Many mAb biotherapeutic products require especially broad spectrum clearance of multiple virus types, such that, a 'low' pH target of 3.5–4 is commonly practiced (figure A). However, prolonged exposure to this pH range can also damage or inactivate some biotherapeutic products, specifically proteins or enzymes such as blood proteins, insulin and others (figure B). With prolonged exposure to pH stress, proteins and enzymes are subject to significant deamidation, denaturation and aggregation. Immunoglobulin solutions (including both IgG and IgM mAbs) are typically less susceptible than other proteins or enzymes at pH 3.5–5.5 – though they remain susceptible to various degrees. Following sufficient time at viral inactivating conditions the infectious viral burden should be effectively minimized, however, residual viral particles, debris or other content will not yet have been physically removed (figure C).
For immunoglobulin mAb products, low pH is the most frequently used method for viral inactivation as it is relatively simple, maintains a small footprint and typically requires little intervention nor additional steps to remove, unlike surfactants or other solvents. Yet, the appropriate and optimal conditions vary between molecules as well as the required spectrum of viral clearance.

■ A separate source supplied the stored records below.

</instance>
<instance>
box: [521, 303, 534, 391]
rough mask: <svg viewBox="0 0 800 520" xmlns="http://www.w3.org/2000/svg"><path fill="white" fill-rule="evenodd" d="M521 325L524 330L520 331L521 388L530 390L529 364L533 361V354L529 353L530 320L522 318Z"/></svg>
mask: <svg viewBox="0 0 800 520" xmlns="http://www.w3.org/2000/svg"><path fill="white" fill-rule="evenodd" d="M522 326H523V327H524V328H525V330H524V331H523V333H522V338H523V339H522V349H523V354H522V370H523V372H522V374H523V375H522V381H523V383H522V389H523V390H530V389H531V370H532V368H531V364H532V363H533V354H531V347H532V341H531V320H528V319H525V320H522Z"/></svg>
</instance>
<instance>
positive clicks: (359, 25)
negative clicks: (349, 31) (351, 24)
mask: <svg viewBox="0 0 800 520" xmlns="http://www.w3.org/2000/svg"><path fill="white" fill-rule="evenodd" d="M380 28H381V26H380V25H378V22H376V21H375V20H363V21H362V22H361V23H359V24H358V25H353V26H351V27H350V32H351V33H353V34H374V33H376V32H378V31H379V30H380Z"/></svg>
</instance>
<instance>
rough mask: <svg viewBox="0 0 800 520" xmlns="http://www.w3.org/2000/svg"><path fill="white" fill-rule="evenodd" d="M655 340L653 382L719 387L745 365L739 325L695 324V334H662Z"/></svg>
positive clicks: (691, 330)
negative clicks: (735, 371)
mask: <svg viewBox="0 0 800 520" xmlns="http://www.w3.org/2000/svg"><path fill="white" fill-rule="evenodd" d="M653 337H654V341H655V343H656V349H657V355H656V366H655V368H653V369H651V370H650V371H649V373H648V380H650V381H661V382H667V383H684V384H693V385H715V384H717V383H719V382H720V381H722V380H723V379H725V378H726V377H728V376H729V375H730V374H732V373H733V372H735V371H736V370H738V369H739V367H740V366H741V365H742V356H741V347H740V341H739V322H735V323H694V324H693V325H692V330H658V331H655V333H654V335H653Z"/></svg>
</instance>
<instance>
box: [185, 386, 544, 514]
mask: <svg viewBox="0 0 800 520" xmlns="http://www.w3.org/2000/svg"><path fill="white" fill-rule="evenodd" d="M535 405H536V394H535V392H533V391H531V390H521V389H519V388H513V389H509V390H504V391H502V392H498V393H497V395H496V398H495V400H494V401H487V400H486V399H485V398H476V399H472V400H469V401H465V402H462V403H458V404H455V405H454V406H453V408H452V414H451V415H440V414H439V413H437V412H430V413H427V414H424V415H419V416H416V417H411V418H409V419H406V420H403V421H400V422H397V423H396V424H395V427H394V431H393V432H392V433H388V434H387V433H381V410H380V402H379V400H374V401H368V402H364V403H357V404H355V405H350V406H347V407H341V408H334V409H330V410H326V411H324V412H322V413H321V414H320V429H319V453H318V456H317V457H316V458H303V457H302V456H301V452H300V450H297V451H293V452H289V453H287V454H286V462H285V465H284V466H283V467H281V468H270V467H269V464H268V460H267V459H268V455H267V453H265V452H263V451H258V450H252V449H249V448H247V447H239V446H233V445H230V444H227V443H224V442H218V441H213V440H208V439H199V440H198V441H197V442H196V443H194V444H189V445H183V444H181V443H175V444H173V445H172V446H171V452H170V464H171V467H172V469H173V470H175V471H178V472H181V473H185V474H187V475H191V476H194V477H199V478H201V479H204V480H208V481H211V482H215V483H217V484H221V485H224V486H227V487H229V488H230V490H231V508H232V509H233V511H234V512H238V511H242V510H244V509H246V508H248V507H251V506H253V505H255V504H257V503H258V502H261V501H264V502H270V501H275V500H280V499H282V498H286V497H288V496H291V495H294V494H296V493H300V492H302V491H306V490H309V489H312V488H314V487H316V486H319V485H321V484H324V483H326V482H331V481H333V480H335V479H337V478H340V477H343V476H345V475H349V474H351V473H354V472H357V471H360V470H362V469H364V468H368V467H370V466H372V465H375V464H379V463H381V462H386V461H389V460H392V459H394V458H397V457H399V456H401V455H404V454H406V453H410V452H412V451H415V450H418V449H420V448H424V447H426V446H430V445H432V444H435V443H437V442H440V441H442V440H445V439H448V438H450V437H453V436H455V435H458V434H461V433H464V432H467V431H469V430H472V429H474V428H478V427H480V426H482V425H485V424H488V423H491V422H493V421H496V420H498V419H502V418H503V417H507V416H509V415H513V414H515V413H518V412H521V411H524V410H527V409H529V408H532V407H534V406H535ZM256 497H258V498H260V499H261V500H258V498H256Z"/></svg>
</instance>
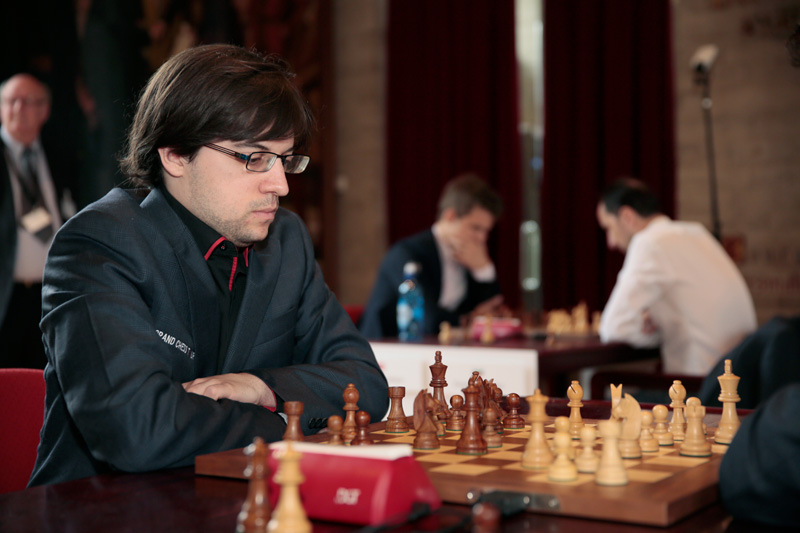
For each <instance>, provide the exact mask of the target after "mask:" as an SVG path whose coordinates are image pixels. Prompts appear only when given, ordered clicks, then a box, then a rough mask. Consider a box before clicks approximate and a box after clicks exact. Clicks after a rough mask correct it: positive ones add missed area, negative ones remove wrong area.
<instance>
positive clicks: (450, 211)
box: [439, 207, 458, 222]
mask: <svg viewBox="0 0 800 533" xmlns="http://www.w3.org/2000/svg"><path fill="white" fill-rule="evenodd" d="M439 218H440V219H441V220H446V221H447V222H452V221H454V220H455V219H457V218H458V215H457V214H456V210H455V208H453V207H448V208H447V209H445V210H444V211H442V216H441V217H439Z"/></svg>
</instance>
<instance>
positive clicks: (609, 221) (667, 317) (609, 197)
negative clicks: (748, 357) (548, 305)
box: [597, 179, 756, 376]
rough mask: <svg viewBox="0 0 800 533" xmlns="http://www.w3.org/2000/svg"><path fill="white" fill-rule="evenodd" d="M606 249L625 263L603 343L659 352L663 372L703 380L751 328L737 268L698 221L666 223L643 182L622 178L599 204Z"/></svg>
mask: <svg viewBox="0 0 800 533" xmlns="http://www.w3.org/2000/svg"><path fill="white" fill-rule="evenodd" d="M597 220H598V222H599V223H600V227H601V228H603V229H604V230H605V232H606V238H607V239H606V240H607V244H608V247H609V248H610V249H614V248H617V249H619V250H620V251H622V252H625V262H624V264H623V265H622V269H621V270H620V271H619V274H618V276H617V283H616V285H615V286H614V289H613V291H612V292H611V296H610V297H609V299H608V302H607V303H606V306H605V309H604V310H603V314H602V318H601V320H600V329H599V333H600V338H601V339H602V340H603V341H622V342H627V343H629V344H631V345H633V346H636V347H642V348H644V347H656V346H659V345H660V346H661V359H662V364H663V370H664V371H665V372H668V373H679V374H690V375H697V376H705V375H706V374H708V372H709V370H711V367H712V366H713V365H714V364H715V363H716V362H717V360H718V359H719V358H720V357H721V356H722V355H723V354H725V353H727V352H728V351H729V350H730V349H731V348H733V347H734V346H736V345H737V344H739V343H740V342H741V341H742V340H743V339H744V338H745V337H746V336H747V335H749V334H750V333H752V332H753V331H755V329H756V313H755V308H754V306H753V300H752V298H751V297H750V292H749V290H748V289H747V285H746V284H745V281H744V278H743V277H742V275H741V273H740V272H739V270H738V269H737V268H736V265H735V264H734V263H733V261H731V259H730V257H728V255H727V254H726V253H725V250H724V249H723V248H722V246H720V244H719V243H718V242H717V241H716V239H714V237H713V236H712V235H711V234H710V233H709V232H708V231H707V230H706V229H705V228H704V227H703V226H702V225H701V224H699V223H696V222H679V221H675V220H671V219H670V218H669V217H667V216H666V215H664V214H662V213H661V212H660V211H659V207H658V201H657V200H656V198H655V196H654V195H653V193H652V192H651V191H650V189H649V188H648V187H647V186H646V185H645V184H644V183H642V182H641V181H638V180H634V179H621V180H619V181H617V182H615V183H614V184H612V185H610V186H609V187H608V188H607V189H606V190H605V191H604V192H603V194H602V196H601V198H600V201H599V202H598V204H597Z"/></svg>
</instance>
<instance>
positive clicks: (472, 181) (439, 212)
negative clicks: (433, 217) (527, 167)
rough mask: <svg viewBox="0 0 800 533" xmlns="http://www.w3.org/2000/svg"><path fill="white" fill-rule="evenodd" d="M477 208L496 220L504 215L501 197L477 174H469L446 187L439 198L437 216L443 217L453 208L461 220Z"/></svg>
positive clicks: (456, 213) (467, 173)
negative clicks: (481, 178) (437, 211)
mask: <svg viewBox="0 0 800 533" xmlns="http://www.w3.org/2000/svg"><path fill="white" fill-rule="evenodd" d="M476 206H477V207H482V208H484V209H486V210H487V211H489V213H491V214H492V216H494V218H495V219H497V218H500V215H501V214H502V213H503V200H502V199H501V198H500V195H498V194H497V193H496V192H495V191H494V190H493V189H492V188H491V187H489V184H488V183H486V182H485V181H483V180H482V179H481V178H480V177H479V176H478V175H477V174H473V173H471V172H468V173H466V174H461V175H459V176H456V177H455V178H453V179H451V180H450V181H448V182H447V184H446V185H445V186H444V189H443V190H442V194H441V196H440V197H439V208H438V209H439V210H438V214H437V216H439V217H441V216H442V213H444V211H445V210H446V209H449V208H453V210H455V212H456V216H458V217H459V218H460V217H463V216H464V215H466V214H467V213H469V212H470V211H472V208H473V207H476Z"/></svg>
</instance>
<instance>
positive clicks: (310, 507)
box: [268, 441, 442, 525]
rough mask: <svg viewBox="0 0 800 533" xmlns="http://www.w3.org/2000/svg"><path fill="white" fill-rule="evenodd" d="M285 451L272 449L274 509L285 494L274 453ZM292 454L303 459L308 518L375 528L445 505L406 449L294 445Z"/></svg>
mask: <svg viewBox="0 0 800 533" xmlns="http://www.w3.org/2000/svg"><path fill="white" fill-rule="evenodd" d="M285 447H286V443H285V442H283V441H282V442H276V443H273V444H271V445H270V456H269V460H268V464H269V470H270V481H269V498H270V504H271V506H272V508H273V509H274V508H275V505H276V503H277V501H278V496H279V494H280V485H278V484H277V483H275V481H274V480H273V479H272V477H273V476H274V473H275V472H276V471H277V469H278V464H279V462H278V459H277V458H276V457H275V452H276V451H277V450H281V449H283V448H285ZM292 449H293V450H296V451H298V452H300V453H302V454H303V456H302V457H301V458H300V469H301V471H302V473H303V477H304V478H305V481H304V482H303V483H302V484H301V485H300V498H301V499H302V501H303V508H304V509H305V511H306V514H307V515H308V517H309V518H313V519H316V520H328V521H332V522H345V523H351V524H369V525H376V524H381V523H384V522H386V521H387V520H390V519H394V518H398V517H402V516H405V515H407V514H408V513H409V512H410V511H411V510H412V507H413V506H414V505H415V504H427V505H428V506H429V507H430V509H431V510H435V509H438V508H439V507H441V505H442V500H441V498H439V494H438V493H437V492H436V489H435V488H434V487H433V485H432V484H431V481H430V479H428V475H427V474H426V473H425V470H424V469H423V468H422V467H421V466H420V465H419V463H417V461H416V459H414V454H413V451H412V450H411V446H409V445H407V444H386V445H381V446H356V447H346V446H331V445H326V444H317V443H311V442H292Z"/></svg>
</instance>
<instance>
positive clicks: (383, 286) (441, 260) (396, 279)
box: [359, 174, 503, 339]
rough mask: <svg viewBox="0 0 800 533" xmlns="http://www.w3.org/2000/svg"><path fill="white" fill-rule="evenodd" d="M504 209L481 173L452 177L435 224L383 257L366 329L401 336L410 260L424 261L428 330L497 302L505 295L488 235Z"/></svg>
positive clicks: (367, 306)
mask: <svg viewBox="0 0 800 533" xmlns="http://www.w3.org/2000/svg"><path fill="white" fill-rule="evenodd" d="M502 209H503V208H502V200H501V199H500V197H499V196H498V195H497V193H496V192H495V191H493V190H492V189H491V188H490V187H489V186H488V184H486V182H484V181H483V180H482V179H480V178H478V177H477V176H475V175H473V174H465V175H462V176H459V177H457V178H454V179H453V180H451V181H450V182H448V184H447V185H446V186H445V188H444V190H443V191H442V195H441V197H440V198H439V214H438V217H437V220H436V222H435V223H434V224H433V226H432V227H431V228H430V229H427V230H425V231H422V232H420V233H417V234H416V235H412V236H410V237H407V238H405V239H403V240H401V241H399V242H397V243H396V244H395V245H394V246H392V248H391V249H390V250H389V252H387V254H386V256H385V257H384V259H383V262H382V263H381V266H380V269H379V271H378V277H377V279H376V281H375V285H374V286H373V288H372V294H371V295H370V299H369V301H368V302H367V306H366V307H365V309H364V313H363V314H362V316H361V319H360V322H359V329H360V330H361V333H363V334H364V336H366V337H368V338H374V339H378V338H387V337H397V289H398V287H399V286H400V284H401V283H402V282H403V266H404V265H405V264H406V263H408V262H414V263H417V264H418V265H419V266H420V267H421V270H420V272H419V274H418V281H419V284H420V286H421V287H422V290H423V294H424V297H425V325H424V328H423V333H424V334H425V335H433V334H436V333H437V332H438V331H439V326H440V324H441V323H442V322H449V323H451V324H453V325H459V322H460V319H461V317H463V316H468V315H470V314H483V313H491V312H492V311H493V310H495V309H496V308H498V307H499V306H500V305H501V304H502V301H503V297H502V295H501V294H500V285H499V283H498V282H497V273H496V271H495V266H494V263H493V262H492V259H491V257H489V251H488V247H487V241H488V238H489V233H490V232H491V230H492V228H493V227H494V225H495V223H496V222H497V218H498V217H499V216H500V214H501V213H502Z"/></svg>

Therefore, studies must be undertaken for each molecule to characterize and validate the design space or the operational boundaries in which effective viral inactivation can take place. These boundaries and the outcome of a viral inactivation process are typically defined by all, or at least a selection, of the variables or Critical Process Parameters (CPPs) that influence viral inactivation outcome and therefore Drug Substance (DS) quality. Identifying and navigating these factors will positively affect product quality and quantity.
Traditionally, low pH viral inactivation studies are performed with a set volume and concentration of the immunoglobulin solution in a vessel such as a beaker with magnetic stirring. As most of the study material will use immunoglobulin solutions with a starting pH that is near physiological conditions, viral inactivation studies will seek to elucidate the reagent addition parameters. Typically, a manual titration is performed by using a burette or pipetting while intermittently recording the pH measurement. Following the completion of a prescribed time and other parameter-hold at low pH conditions sufficient to inactivate targeted virus content, the Drug Substance (DS) or immunoglobulin solution will be reverse-titrated from the low pH range to within an appropriate physiological or slightly basic range. This serves as the completion of the viral inactivation by low pH hold. Still, throughout the low pH titration study for viral inactivation, sample extraction is required for offline analysis to document various quality attributes such as aggregation or deamidation through methods such as Size Exchange Chromatography (SEC). Although precision is possible from skilled scientists, the viral inactivation process is typically laborious and suffers from the natural variations, inaccuracies and challenges of reproducibility of any manual process.